Cellular Mechanisms of Cardiac Contraction
- Excitation-Contraction Coupling: Dependent on calcium influx and release from the sarcoplasmic reticulum.
- Calcium-Induced Calcium Release (CICR): Calcium entry through L-type channels triggers further calcium release from the sarcoplasmic reticulum.
- Role of Calcium: Binds to troponin C, causing conformational changes that allow actin-myosin cross-bridge formation and contraction.
- Relaxation: Calcium is reabsorbed into the sarcoplasmic reticulum and extruded from the cell, leading to muscle relaxation.
Pharmacological Influence
- Positive Inotropes: Increase contractility (e.g., digoxin enhances intracellular calcium).
- Negative Inotropes: Decrease contractility (e.g., β-blockers reduce sympathetic stimulation).

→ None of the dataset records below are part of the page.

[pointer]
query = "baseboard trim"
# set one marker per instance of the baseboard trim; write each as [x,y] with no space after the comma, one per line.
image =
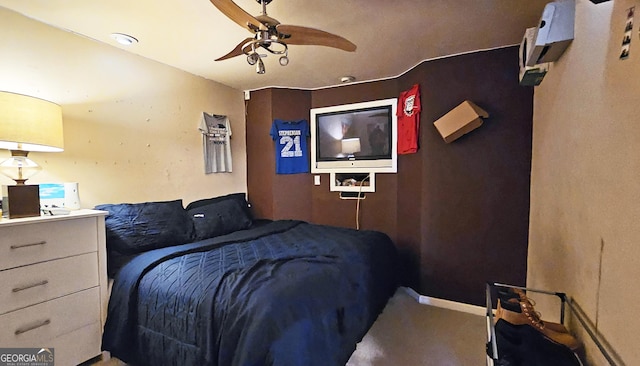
[446,304]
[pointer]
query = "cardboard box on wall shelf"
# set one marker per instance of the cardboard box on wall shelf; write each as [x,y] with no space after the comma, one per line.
[463,119]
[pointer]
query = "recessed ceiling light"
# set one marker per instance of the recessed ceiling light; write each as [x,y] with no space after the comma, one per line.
[124,39]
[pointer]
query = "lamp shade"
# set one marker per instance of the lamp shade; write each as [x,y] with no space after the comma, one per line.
[351,145]
[30,124]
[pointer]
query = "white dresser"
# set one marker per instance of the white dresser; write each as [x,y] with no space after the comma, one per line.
[53,284]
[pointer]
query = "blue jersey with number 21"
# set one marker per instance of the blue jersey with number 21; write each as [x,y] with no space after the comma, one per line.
[292,153]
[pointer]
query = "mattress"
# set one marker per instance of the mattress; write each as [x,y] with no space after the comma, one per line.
[284,293]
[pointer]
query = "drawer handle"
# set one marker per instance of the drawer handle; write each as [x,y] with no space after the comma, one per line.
[32,327]
[18,246]
[26,287]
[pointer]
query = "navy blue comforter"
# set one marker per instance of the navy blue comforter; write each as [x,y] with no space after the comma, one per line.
[285,293]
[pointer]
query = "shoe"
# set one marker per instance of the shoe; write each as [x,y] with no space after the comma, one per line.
[510,299]
[528,316]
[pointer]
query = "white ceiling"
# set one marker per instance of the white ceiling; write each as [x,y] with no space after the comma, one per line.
[392,35]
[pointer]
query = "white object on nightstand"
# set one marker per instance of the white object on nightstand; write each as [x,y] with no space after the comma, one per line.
[53,284]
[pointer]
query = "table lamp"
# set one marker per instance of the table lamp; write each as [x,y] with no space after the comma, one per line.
[26,124]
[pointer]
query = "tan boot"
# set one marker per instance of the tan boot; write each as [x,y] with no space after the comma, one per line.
[530,317]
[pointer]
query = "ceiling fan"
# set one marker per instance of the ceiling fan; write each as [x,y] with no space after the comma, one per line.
[272,36]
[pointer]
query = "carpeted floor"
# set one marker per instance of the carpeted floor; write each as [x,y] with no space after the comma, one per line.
[408,333]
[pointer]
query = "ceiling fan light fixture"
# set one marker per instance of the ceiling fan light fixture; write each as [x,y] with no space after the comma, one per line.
[348,79]
[260,67]
[252,58]
[124,39]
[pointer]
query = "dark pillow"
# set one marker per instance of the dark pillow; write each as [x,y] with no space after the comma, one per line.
[219,217]
[138,227]
[240,198]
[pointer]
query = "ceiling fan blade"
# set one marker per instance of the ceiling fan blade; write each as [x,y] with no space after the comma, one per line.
[236,51]
[235,13]
[293,34]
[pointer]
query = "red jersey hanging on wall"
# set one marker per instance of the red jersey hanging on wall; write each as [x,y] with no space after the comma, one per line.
[409,120]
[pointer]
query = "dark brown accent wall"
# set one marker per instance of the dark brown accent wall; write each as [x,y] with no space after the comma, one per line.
[457,212]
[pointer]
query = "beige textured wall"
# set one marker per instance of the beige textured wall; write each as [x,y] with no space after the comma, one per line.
[585,191]
[130,124]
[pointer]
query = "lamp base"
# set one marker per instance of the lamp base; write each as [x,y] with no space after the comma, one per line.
[20,201]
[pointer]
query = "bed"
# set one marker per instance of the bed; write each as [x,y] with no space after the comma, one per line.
[261,292]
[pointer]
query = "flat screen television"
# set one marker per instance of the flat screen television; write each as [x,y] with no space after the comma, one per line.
[355,138]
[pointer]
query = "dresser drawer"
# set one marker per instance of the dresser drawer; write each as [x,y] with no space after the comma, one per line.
[28,285]
[78,346]
[39,325]
[41,241]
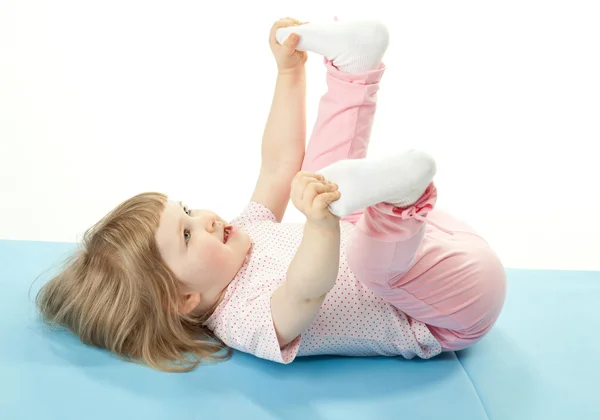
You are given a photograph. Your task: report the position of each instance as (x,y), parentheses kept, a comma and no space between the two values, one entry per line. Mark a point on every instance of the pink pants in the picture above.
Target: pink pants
(453,282)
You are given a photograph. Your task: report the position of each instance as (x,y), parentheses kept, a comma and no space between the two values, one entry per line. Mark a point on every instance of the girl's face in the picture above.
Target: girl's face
(203,251)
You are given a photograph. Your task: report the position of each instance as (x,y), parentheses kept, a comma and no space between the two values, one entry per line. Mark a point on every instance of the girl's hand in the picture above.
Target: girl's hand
(312,194)
(286,56)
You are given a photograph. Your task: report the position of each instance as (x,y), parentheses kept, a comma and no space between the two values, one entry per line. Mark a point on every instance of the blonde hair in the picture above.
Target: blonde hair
(116,292)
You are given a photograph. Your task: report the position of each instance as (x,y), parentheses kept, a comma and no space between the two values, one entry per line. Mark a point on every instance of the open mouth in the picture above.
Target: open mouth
(227,233)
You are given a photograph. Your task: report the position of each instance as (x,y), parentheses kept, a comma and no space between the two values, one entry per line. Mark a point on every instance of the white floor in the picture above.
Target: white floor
(101,101)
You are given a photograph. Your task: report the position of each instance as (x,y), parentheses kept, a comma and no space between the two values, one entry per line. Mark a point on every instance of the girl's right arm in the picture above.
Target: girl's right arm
(310,277)
(314,269)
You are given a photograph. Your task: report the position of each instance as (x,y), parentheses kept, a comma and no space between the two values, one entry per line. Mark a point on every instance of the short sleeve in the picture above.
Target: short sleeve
(247,325)
(254,212)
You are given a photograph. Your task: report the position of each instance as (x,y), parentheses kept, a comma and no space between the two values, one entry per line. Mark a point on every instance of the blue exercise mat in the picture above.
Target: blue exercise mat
(516,373)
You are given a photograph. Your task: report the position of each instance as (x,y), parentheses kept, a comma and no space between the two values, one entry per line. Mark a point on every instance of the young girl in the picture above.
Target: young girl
(375,270)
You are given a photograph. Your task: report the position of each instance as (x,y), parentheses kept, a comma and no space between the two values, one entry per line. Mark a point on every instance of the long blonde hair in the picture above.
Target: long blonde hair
(116,292)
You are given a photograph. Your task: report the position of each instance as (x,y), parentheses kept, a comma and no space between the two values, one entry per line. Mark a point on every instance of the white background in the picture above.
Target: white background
(102,100)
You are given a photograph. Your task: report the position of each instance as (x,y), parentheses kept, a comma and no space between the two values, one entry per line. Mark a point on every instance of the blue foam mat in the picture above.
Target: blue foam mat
(541,360)
(48,374)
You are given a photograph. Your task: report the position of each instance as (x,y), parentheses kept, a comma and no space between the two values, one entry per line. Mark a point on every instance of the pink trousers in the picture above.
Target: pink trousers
(448,278)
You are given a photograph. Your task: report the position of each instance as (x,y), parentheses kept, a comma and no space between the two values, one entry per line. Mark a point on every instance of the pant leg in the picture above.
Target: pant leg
(344,121)
(454,283)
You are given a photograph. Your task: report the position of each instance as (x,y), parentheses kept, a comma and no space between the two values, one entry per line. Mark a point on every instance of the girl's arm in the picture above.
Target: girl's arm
(310,277)
(284,142)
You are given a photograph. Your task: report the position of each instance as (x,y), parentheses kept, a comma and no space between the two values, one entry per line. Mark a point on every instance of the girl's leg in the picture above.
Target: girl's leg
(344,121)
(353,54)
(454,283)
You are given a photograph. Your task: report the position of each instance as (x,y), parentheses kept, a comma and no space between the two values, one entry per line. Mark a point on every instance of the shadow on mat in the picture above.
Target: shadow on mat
(294,391)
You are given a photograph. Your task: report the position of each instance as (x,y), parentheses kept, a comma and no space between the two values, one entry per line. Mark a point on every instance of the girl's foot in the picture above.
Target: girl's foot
(352,47)
(399,180)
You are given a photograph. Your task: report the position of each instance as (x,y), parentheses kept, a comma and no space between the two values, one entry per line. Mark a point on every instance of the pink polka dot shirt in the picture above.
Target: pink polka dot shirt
(352,321)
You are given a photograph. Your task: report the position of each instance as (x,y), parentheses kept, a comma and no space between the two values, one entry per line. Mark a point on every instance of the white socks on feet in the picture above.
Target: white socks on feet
(353,47)
(399,180)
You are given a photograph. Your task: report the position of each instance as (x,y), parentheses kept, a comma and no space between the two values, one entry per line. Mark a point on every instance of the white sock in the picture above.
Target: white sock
(399,180)
(353,47)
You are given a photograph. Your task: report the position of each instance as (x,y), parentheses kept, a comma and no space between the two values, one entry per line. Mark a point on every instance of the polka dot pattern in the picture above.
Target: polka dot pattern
(352,321)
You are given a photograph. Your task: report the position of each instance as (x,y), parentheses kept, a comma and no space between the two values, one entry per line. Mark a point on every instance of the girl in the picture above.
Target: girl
(375,270)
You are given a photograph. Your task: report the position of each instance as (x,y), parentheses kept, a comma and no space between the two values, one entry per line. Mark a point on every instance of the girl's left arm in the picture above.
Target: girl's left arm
(283,143)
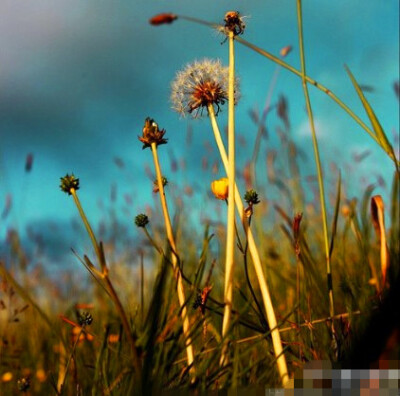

- Chronotropes: Affect heart rate; positive chronotropes increase HR, negative chronotropes decrease HR.
- Dromotropes: Affect conduction velocity through the AV node.
Clinical Correlations
- Heart Failure: Impaired ability of the heart to pump blood effectively; may involve systolic or diastolic dysfunction.
- Arrhythmias: Abnormal heart rhythms due to conduction system disturbances; can lead to inadequate cardiac output.
- Ischemic Heart Disease: Reduced blood flow to the myocardium due to coronary artery disease; can cause angina or myocardial infarction.
- Valvular Heart Diseases: Dysfunction of heart valves affecting blood flow direction and efficiency.
Summary
The heart's anatomy and physiology are intricately designed to ensure efficient circulation of blood throughout the body. Understanding cardiac function—from the cellular mechanisms of contraction to the systemic regulation of heart rate and blood pressure—is essential for recognizing how various factors and diseases can impact cardiovascular health.